Il mulo è un animale da carico, che viene oberato di roba da trasportare ed esegue il suo compito senza alcuna lamentela; vi pare quindi un'animale da associare alla figura di Eastwood per come l'abbiamo conosciuto praticamente da sempre? Proprio no, eppure l'attore spiazza tutti e decide di interpretare un lavoro che lo associa al mulo; un corriere della droga, che zitto e muto, deve seguire un percorso senza fiatare e portare "la roba" a destinazone senza fare troppe domande e percorrendo per lungo il percorso nella più totale solitudine, in compagnia del suo furgone.
Earl Stone (Clint Eastwood) è un essere spazzato via dalla storia e alienato così a fondo dal suo lavoro, tanto da osteggiare qualsiasi novità, come internet che gli porterà a far chiudere la propria attività (Il montaggio a dissolvenza incrociata che passa dal 2005 al 2017, mostra la velocità dei cambiamenti).
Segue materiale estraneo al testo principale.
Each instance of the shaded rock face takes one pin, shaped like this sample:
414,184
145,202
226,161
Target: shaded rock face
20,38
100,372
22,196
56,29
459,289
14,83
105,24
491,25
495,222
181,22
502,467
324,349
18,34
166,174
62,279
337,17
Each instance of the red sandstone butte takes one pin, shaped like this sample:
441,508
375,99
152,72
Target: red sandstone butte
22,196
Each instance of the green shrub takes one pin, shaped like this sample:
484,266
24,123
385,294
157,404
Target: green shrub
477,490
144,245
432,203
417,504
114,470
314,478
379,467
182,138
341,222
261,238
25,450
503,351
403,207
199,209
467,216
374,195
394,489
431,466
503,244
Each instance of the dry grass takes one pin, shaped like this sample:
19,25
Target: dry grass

Il riferimento più immediato è forse con Furore di John Ford (1940); la crisi economica ha colpito duro ed improvvisamente il nostro Earl Stone, dopo aver passato una vita a coltivare e far crescere fiori, si ritrova improvvisamente fallito per via dell'avvento delle nuove tecnologie come internet (verso cui era scettico e che disprezzerà per tutto il film) che hanno soppiantato i classici canali di vendita, lasciando privo quindi il quasi novantenne Stone del lavoro di una vita e senza alcun appoggio da parte di una famiglia che lo disprezza, a cominciare da sua moglie Mary Stone (Diane West) e sua figlia Iris Stone (Allison Eastwood), le quali hanno rotto ogni contatto con l'uomo poichè ha trascorso tutta la sua esistenza dedita ai fiori e ai viaggi per promuovere essi nei vari concorsi negli Stati Uniti; l'unica che ancora fà da "gambo" è la giovane nipote Ginny Stone.
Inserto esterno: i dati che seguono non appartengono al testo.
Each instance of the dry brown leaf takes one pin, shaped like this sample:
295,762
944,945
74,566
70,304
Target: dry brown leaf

Stone è un uomo amante dei fiori, forse perchè per essi ama dedicare molto del suo tempo nel vederli germogliare e crescere, mettendo solide radici, cosa che lui per tutta la vita è stato incapace di fare, ritrovandosi improvvisamente a 90 anni senza più nulla in mano, poichè a livello affettivo giustamente raccoglie il nulla che ha seminato.
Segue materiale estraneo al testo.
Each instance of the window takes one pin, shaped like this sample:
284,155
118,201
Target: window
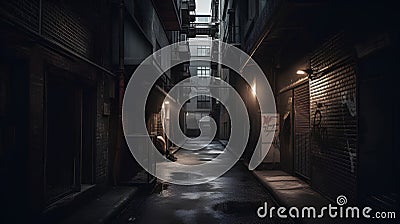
203,51
203,102
203,71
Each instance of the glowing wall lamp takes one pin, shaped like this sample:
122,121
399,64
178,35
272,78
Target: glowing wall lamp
254,89
308,72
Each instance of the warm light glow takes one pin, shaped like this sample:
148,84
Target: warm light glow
300,72
253,89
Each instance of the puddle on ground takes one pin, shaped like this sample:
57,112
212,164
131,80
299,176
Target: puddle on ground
238,207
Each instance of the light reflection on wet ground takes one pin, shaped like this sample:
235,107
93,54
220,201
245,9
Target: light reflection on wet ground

Senza più un'attività, una casa in procedura di pignoramento e una famiglia che lo odia, l'aiuto gli arriva tramite dei messicani, che notando la sua abilità nella guida senza mai prendere una multa, lo assoldano a sua insaputa come corriere della droga (almeno inizialmente); per Stone è un'occasione d'oro, poichè l'uomo pensa che facendo un bel pò di soldi in questo modo, può risolvere tutti i problemi lavorativi e riconquistare la famiglia.
Eastwood ha la valenza di un personaggio Fordiano; un personaggio che crede in determinati valori e che guida uno sgangherato furgone vecchio quasi quanto lui (che fà tanto di cavallo da cowboy), attraverso le strade sterminate dell'entroterra americano, fermandosi in vari punti lungo il tragitto (che ricordano tanto i saloon dei film western). E' un'immagine iconografica fuori dal cinema e vecchia praticamente quanto il cinema, ma la sua potenza resta praticamente inalterata anche nel 2019, pure quando Stone grazie ai soldi può permettersi un upgrade del furgone da "ferrovecchio" a "cazzuto".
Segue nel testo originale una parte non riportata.